If code throws ImportError, AttributeError, or TypeError, introspect the installed package and adapt the example to match the actual API rather than retrying.

Quality Reports

Generate quality reports for FASTQ files using FastQC and aggregate multiple reports with MultiQC.

"Run quality control on FASTQ files" → Generate per-base quality, adapter content, and duplication plots, then aggregate across samples.

CLI: fastqc *.fastq.gz then multiqc .

FastQC - Single Sample Reports

Basic Usage

bash

# Single file
fastqc sample.fastq.gz

# Multiple files
fastqc *.fastq.gz

# Specify output directory
fastqc -o qc_reports/ sample_R1.fastq.gz sample_R2.fastq.gz

# Set threads
fastqc -t 4 *.fastq.gz

Output Files

FastQC produces two files per input:

sample_fastqc.html - Interactive HTML report
sample_fastqc.zip - Data files and images

Key Modules

Module	What It Shows	Warning Signs
Per base sequence quality	Quality scores across read	Drop below Q20 at 3' end
Per sequence quality	Quality score distribution	Bimodal distribution
Per base sequence content	Nucleotide composition	Imbalance at start (normal)
Per sequence GC content	GC distribution	Secondary peak (contamination)
Per base N content	Unknown bases	High N content
Sequence length distribution	Read lengths	Unexpected variation
Sequence duplication	Duplicate reads	High duplication (PCR)
Overrepresented sequences	Common sequences	Adapter contamination
Adapter content	Adapter sequences	Visible adapter curves

Extract Data from ZIP

bash

# Unzip to access raw data
unzip sample_fastqc.zip

# View summary
cat sample_fastqc/summary.txt

# Get per-base quality
cat sample_fastqc/fastqc_data.txt | grep -A 50 ">>Per base sequence quality"

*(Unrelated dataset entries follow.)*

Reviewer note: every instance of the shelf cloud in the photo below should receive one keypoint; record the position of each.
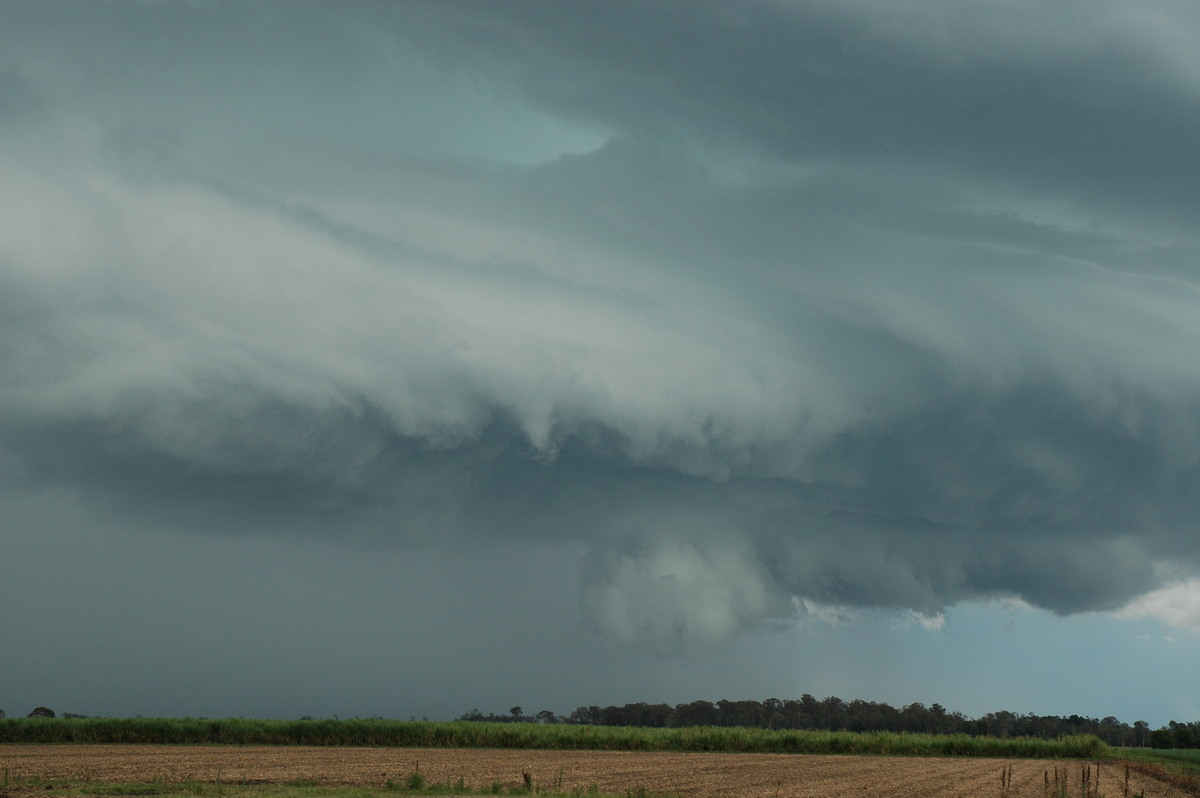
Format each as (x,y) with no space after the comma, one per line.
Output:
(850,304)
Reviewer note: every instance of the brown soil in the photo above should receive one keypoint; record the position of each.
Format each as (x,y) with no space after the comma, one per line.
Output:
(743,775)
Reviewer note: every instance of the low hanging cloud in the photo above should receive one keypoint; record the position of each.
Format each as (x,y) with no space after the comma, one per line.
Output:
(852,315)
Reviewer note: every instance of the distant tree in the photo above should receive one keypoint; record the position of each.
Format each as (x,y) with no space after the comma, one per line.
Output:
(1140,733)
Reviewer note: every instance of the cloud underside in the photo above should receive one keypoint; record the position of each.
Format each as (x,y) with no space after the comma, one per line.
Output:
(852,334)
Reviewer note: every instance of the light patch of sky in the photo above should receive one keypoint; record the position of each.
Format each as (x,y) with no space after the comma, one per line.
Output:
(457,114)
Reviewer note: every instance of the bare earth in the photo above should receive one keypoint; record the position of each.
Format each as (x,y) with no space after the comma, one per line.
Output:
(745,775)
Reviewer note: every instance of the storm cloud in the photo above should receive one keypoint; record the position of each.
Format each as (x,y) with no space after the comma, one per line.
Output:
(753,305)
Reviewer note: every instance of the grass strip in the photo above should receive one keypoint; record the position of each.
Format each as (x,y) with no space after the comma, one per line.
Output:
(383,733)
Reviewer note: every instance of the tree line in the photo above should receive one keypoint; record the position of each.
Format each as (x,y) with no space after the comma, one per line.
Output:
(834,714)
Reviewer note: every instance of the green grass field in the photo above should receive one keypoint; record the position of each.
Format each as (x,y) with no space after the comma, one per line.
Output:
(237,731)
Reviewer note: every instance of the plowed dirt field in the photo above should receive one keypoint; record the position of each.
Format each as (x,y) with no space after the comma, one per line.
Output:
(745,775)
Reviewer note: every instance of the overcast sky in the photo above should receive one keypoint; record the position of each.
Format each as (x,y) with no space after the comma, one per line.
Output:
(406,358)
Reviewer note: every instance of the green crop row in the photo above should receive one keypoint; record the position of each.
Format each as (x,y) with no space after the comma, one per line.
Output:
(237,731)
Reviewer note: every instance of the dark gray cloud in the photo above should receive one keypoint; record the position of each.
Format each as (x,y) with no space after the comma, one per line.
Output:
(747,306)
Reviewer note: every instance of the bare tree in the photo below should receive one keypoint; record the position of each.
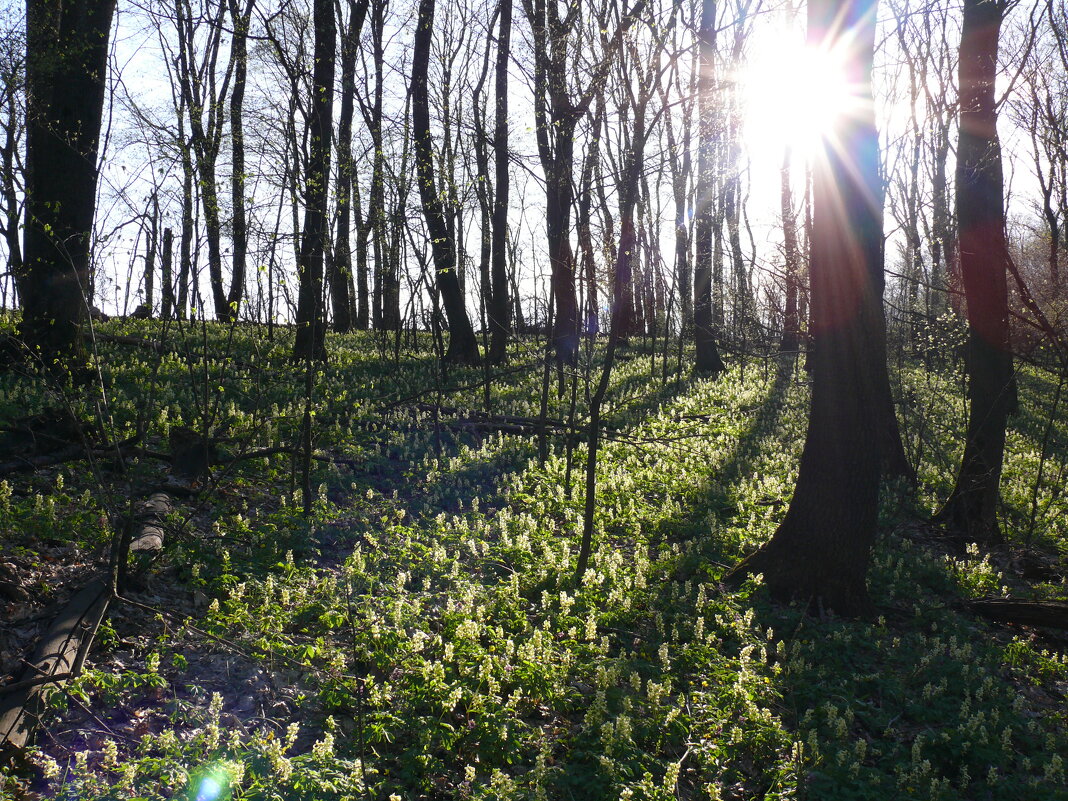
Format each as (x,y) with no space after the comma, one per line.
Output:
(822,547)
(971,509)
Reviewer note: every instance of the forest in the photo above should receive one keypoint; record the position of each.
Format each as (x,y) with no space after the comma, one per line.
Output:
(638,399)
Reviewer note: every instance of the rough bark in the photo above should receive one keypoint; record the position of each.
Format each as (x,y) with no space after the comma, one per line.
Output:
(462,345)
(341,278)
(66,65)
(707,354)
(971,509)
(239,233)
(311,336)
(500,317)
(56,659)
(822,548)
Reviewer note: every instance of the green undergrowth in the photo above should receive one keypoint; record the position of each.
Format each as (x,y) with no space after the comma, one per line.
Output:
(443,650)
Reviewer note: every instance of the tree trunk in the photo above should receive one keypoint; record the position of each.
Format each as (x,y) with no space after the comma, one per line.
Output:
(341,278)
(791,325)
(972,507)
(707,354)
(167,276)
(462,345)
(822,548)
(240,235)
(311,336)
(500,319)
(66,64)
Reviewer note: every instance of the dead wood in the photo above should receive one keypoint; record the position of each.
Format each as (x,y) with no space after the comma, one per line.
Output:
(1052,614)
(56,660)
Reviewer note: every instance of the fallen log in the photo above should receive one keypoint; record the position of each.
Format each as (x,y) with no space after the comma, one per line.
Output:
(57,658)
(150,516)
(1052,614)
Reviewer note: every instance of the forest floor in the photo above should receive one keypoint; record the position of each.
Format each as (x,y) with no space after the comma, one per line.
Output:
(419,634)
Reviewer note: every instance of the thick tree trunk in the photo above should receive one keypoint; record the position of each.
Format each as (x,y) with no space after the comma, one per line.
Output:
(66,64)
(972,507)
(462,345)
(822,548)
(311,336)
(707,354)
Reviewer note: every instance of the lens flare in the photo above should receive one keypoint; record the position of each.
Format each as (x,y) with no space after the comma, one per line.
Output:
(211,783)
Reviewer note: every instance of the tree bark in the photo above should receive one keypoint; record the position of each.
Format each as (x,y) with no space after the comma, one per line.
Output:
(240,234)
(822,548)
(971,509)
(500,317)
(707,357)
(341,279)
(311,336)
(791,323)
(462,345)
(66,64)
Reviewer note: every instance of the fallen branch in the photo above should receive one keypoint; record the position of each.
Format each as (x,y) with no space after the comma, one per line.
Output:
(1052,614)
(53,662)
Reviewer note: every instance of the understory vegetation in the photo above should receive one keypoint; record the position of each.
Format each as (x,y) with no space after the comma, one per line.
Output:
(420,633)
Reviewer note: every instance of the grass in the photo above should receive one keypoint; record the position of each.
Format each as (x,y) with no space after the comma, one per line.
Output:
(420,635)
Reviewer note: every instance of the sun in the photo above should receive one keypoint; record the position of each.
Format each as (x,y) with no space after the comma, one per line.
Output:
(794,96)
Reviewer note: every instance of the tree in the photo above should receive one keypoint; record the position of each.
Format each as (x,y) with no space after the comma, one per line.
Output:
(65,68)
(462,345)
(311,338)
(240,232)
(342,273)
(972,507)
(202,94)
(822,547)
(500,318)
(556,120)
(707,354)
(12,130)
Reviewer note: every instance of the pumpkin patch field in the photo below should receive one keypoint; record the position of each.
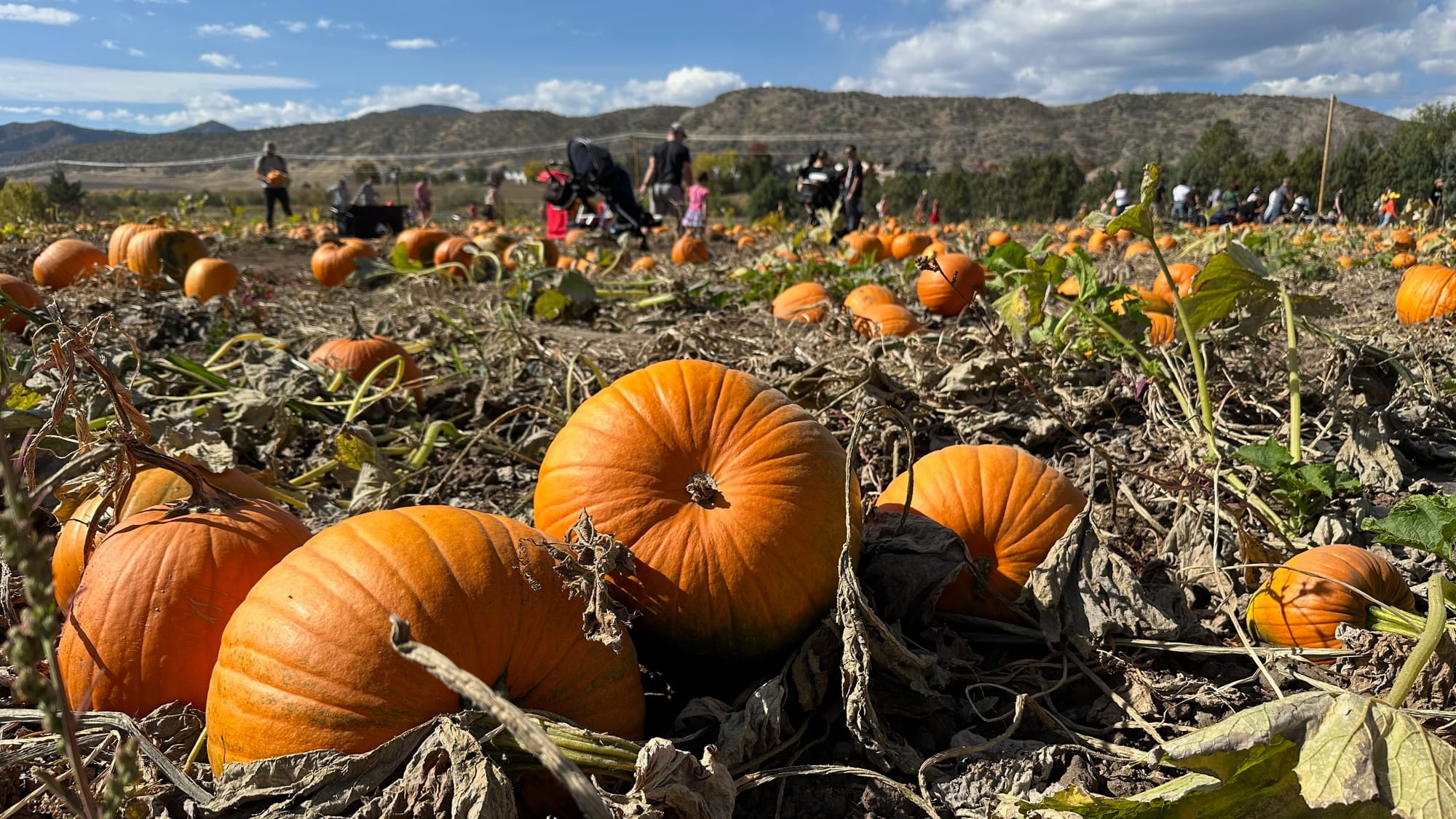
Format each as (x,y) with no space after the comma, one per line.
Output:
(1120,518)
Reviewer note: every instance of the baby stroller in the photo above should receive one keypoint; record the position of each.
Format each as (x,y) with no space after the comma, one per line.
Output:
(593,174)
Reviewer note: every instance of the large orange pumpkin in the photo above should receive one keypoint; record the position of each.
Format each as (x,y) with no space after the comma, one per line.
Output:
(1426,292)
(120,238)
(867,295)
(359,353)
(149,487)
(876,321)
(954,288)
(730,496)
(420,244)
(66,261)
(1007,506)
(306,660)
(689,250)
(23,293)
(804,302)
(164,253)
(210,279)
(1295,608)
(158,592)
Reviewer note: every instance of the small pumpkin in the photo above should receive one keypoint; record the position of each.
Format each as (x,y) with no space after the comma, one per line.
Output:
(149,487)
(306,662)
(954,288)
(708,475)
(1426,292)
(120,238)
(1295,608)
(689,250)
(360,352)
(1008,507)
(164,253)
(148,620)
(804,302)
(877,321)
(23,293)
(210,279)
(867,295)
(65,261)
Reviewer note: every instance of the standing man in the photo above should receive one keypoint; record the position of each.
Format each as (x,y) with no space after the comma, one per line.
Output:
(854,189)
(493,190)
(273,173)
(666,170)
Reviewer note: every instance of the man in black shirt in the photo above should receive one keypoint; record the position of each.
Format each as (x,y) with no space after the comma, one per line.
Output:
(854,184)
(666,170)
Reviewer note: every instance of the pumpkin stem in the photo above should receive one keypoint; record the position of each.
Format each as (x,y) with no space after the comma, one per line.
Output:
(703,488)
(206,497)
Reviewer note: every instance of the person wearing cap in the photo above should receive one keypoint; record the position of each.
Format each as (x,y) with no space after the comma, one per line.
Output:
(273,173)
(666,171)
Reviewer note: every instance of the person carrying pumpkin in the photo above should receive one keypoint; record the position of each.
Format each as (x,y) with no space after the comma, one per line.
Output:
(273,173)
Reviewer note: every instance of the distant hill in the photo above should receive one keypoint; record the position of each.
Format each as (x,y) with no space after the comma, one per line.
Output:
(210,127)
(905,132)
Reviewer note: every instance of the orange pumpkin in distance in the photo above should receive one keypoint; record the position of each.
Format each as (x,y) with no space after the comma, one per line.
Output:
(954,288)
(1007,506)
(1295,608)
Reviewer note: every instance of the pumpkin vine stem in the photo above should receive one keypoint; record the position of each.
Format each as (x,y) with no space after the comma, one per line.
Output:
(206,497)
(704,490)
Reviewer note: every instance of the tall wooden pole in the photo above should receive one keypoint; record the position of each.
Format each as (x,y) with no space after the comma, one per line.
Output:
(1324,162)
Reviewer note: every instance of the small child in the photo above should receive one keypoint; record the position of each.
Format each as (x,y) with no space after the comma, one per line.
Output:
(697,216)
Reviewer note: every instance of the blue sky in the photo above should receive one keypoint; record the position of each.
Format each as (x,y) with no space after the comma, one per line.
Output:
(165,65)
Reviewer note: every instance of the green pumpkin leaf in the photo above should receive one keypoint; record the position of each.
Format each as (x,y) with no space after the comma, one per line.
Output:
(1419,522)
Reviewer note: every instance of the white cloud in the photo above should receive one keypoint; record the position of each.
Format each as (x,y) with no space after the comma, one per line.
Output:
(55,82)
(691,85)
(248,31)
(27,14)
(1323,85)
(1058,52)
(392,98)
(219,60)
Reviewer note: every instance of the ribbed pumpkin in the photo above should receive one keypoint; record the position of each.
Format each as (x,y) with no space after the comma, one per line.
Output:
(1426,292)
(24,295)
(876,321)
(210,279)
(158,592)
(120,238)
(689,250)
(334,263)
(804,302)
(957,289)
(149,487)
(864,245)
(65,261)
(1298,609)
(359,353)
(730,496)
(867,295)
(1007,506)
(420,244)
(164,253)
(1183,274)
(306,660)
(908,245)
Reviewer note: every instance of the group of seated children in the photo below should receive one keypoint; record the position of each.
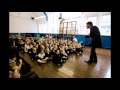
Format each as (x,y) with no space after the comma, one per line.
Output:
(45,49)
(18,67)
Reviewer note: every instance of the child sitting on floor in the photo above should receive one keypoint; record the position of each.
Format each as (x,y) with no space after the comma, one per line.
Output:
(78,49)
(26,47)
(34,54)
(48,54)
(64,55)
(57,59)
(30,49)
(41,57)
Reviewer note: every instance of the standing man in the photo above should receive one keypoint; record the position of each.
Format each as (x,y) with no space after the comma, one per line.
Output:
(95,41)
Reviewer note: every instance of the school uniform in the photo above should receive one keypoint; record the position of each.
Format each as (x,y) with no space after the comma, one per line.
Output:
(64,56)
(57,59)
(33,55)
(41,57)
(48,54)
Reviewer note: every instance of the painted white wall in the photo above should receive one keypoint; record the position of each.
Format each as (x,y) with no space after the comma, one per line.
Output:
(21,22)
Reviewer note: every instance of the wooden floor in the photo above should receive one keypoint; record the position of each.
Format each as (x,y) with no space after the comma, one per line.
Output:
(75,67)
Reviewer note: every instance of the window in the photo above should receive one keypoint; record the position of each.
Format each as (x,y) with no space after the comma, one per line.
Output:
(105,25)
(43,28)
(92,19)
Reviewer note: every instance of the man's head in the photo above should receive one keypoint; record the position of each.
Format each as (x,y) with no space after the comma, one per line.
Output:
(89,24)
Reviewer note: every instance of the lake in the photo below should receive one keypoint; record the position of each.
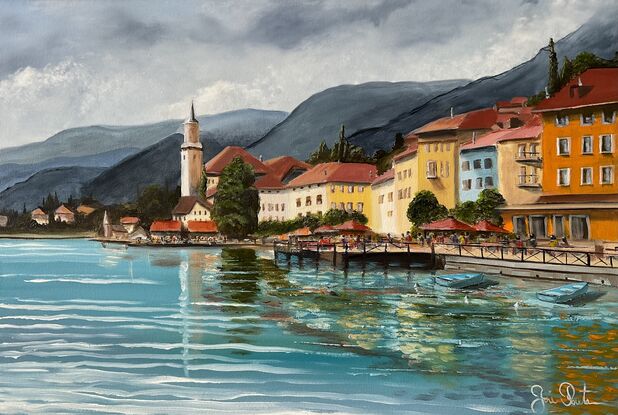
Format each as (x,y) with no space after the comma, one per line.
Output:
(88,329)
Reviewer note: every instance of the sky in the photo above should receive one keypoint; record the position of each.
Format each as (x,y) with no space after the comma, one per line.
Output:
(68,63)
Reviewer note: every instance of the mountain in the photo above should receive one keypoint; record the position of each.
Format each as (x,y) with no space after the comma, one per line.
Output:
(599,35)
(65,181)
(356,106)
(126,169)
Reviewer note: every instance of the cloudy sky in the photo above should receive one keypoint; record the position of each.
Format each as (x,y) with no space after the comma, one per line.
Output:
(74,63)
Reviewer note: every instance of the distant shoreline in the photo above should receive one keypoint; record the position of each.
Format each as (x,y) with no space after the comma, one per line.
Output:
(76,235)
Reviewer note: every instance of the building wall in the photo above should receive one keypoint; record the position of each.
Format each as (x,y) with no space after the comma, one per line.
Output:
(575,131)
(443,150)
(509,170)
(274,205)
(405,187)
(485,172)
(602,222)
(344,194)
(383,208)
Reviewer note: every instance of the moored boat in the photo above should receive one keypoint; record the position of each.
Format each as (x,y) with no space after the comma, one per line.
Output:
(459,280)
(563,294)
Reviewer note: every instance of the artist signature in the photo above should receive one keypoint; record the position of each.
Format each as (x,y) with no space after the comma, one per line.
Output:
(569,396)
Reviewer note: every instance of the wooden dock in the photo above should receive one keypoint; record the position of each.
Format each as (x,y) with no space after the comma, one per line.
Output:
(403,253)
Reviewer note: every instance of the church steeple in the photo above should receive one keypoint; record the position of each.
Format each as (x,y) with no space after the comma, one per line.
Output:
(191,117)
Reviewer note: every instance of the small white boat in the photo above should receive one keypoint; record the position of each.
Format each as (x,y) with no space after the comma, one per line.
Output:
(563,294)
(459,280)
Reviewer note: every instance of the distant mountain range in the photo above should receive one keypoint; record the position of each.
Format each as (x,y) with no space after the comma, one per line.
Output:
(115,163)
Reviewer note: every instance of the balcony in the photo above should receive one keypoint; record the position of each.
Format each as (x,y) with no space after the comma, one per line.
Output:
(529,157)
(528,180)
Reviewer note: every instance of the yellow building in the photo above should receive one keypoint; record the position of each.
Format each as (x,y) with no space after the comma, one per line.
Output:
(383,208)
(580,193)
(344,186)
(438,151)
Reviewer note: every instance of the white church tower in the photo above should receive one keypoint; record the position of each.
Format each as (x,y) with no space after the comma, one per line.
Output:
(191,163)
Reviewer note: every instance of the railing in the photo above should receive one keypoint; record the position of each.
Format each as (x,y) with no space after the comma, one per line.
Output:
(530,254)
(529,180)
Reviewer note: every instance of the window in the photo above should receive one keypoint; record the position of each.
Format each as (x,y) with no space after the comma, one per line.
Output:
(607,174)
(609,117)
(432,170)
(587,144)
(587,118)
(563,146)
(562,120)
(586,174)
(564,177)
(607,143)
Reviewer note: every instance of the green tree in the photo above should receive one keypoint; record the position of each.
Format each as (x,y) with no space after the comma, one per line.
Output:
(465,212)
(202,187)
(425,208)
(487,206)
(237,201)
(553,81)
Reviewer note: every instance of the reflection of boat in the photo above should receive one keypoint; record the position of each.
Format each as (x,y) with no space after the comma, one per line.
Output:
(563,294)
(459,280)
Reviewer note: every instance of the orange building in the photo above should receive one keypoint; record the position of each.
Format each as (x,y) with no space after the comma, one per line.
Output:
(579,158)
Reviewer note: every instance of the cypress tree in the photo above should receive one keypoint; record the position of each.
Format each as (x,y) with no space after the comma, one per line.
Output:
(554,79)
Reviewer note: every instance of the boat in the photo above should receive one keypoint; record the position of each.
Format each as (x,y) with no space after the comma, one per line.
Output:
(459,280)
(563,294)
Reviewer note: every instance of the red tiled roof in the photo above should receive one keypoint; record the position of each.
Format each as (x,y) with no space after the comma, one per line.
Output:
(216,164)
(62,209)
(487,226)
(384,177)
(473,120)
(186,203)
(281,166)
(448,224)
(352,225)
(165,226)
(599,86)
(412,148)
(268,181)
(485,140)
(208,226)
(337,172)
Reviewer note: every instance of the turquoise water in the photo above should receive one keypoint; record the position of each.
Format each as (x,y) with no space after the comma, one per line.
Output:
(87,329)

MultiQC - Aggregate Reports

Basic Usage

bash

# Aggregate all FastQC reports in current directory
multiqc .

# Specify input and output
multiqc qc_reports/ -o multiqc_output/

# Custom report name
multiqc . -n my_project_qc

# Force overwrite
multiqc . -f

Common Options

bash

# Flat directory (no sample subdirs)
multiqc --flat .

# Export data as TSV
multiqc . --export

# Only specific modules
multiqc . -m fastqc

# Exclude patterns
multiqc . --ignore '*_trimmed*'

# Include patterns
multiqc . --ignore-samples '*negative*'

Output Files

multiqc_report.html - Interactive HTML report
multiqc_data/ - Directory with data tables
- multiqc_fastqc.txt - FastQC metrics
- multiqc_general_stats.txt - Summary statistics
- multiqc_sources.txt - Source files used

Extract Data Programmatically

python

import pandas as pd

general_stats = pd.read_csv('multiqc_data/multiqc_general_stats.txt', sep='\t')
print(general_stats.columns)

fastqc_data = pd.read_csv('multiqc_data/multiqc_fastqc.txt', sep='\t')

Batch Processing

Process Multiple Samples

bash

# All FASTQ files in parallel
fastqc -t 8 -o qc_reports/ raw_data/*.fastq.gz

# Then aggregate
multiqc qc_reports/ -o multiqc_output/

Before and After Trimming

bash

# Create separate directories
mkdir -p qc_reports/raw qc_reports/trimmed

# QC raw reads
fastqc -o qc_reports/raw/ raw_data/*.fastq.gz

# After trimming (using fastp, cutadapt, etc.)
fastqc -o qc_reports/trimmed/ trimmed_data/*.fastq.gz

# Compare with MultiQC
multiqc qc_reports/ -o qc_comparison/

Interpretation Guide

Quality Scores

Phred Score	Error Rate	Interpretation
Q40	0.0001	Excellent
Q30	0.001	Good (Illumina target)
Q20	0.01	Acceptable
Q10	0.1	Poor

Common Issues

Issue	Likely Cause	Action
Low quality at 3' end	Normal degradation	Trim 3' end
Adapter contamination	Short inserts	Trim adapters
GC bias	Library prep	Consider correction
High duplication	Low complexity, PCR	Mark/remove duplicates
Overrepresented seqs	Adapters, primers	Check sequences

Configuration

Custom Adapters

Create ~/.fastqc/Configuration/adapter_list.txt:

Custom_Adapter_Name    ACGTACGTACGT

Custom Limits

Create ~/.fastqc/Configuration/limits.txt to customize thresholds:

# Warn if mean quality below 25
quality_sequence    warn    25
quality_sequence    error   20

Related Skills

adapter-trimming - Remove adapters detected by FastQC
fastp-workflow - All-in-one QC and trimming
sequence-io/read-sequences - FASTQ file reading/writing

Maintainer

FreedomIntelligence Core maintainer

Source details

Full Name: FreedomIntelligence/OpenClaw-Medical-Skills
Branch: main
Path in repo: skills/bio-read-qc-quality-reports
Topics: claude-code skills openclaw awesome clawhub openclaw-skills medical nanoclaw

Featured Tools

Join Our Newsletter

Stay updated with the latest AI tools, news, and offers by subscribing to our weekly newsletter.

Recommended Agent Skills

Expand your agent's capabilities with these related and highly-rated skills.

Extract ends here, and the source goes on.